In his thoughtful book on the subject, J. Richard Middleton (The Liberating Image, 2005) claims that Jesus accomplishes all that was anticipated in humans to become a proper regent of God on earth. He faithfully fulfilled this vocation as that strategic representative. Jesus is the complete human, a fullness of humanity, the true icon of God. He is the presence of God in the world, the nexus of the eternal and the temporal. It is an inbreaking of heaven into our time-space continuum. He is a powerful exemplar of divine goodness, to direct our passions and show us the way to live robustly, honestly, humbly and justly. He came to take us higher, out of the murky shadows of our lies, lust for power, addictions and deceptions, and into the light. In the popular television program Scandal, Olivia Pope the fixer, is hired to save people’s reputation in the halls of power in Washington, D.C. She sees so much darkness that at times, she longs to leave it all, quit her job, and step out into the light. Jesus is the reason for this human longing for a noble character and true virtue, for doing the right thing even if it not the easy thing, a longing to remain faithful to one’s highest convictions.  

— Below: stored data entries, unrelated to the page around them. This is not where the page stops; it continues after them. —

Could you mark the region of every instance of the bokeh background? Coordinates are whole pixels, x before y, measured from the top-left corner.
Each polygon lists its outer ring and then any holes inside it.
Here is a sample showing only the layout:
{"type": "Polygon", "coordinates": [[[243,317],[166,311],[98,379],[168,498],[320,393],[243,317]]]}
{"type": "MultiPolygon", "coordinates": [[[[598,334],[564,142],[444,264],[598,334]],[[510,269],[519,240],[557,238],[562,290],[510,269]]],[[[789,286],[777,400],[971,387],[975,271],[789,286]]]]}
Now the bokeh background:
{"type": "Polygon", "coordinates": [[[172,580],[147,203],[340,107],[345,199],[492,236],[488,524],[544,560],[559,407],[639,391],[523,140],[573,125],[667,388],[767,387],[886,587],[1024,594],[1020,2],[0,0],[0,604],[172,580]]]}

He is the fulfillment of all the promises made to the ancient Hebrew patriarchs (Abraham, Isaac, Israel) and the prophetic utterances and longings of the Old Testament, the Jewish Messiah, fulfilling the promise of redemption, renewal, and justice for the poor. Humans have spent much time anticipating someone who could show a better way to do politics, to save us from our own destructive narcissism, violence and vengeance, while teaching us the higher wisdom of God.  His life is a unique story, a powerful human narrative of restoration and renewal. The Christ story is the apex of God’s compassionate, redemptive interest in humanity.

~an excerpt from The Great Escape from Nihilism: rediscovering our passion in late modernity.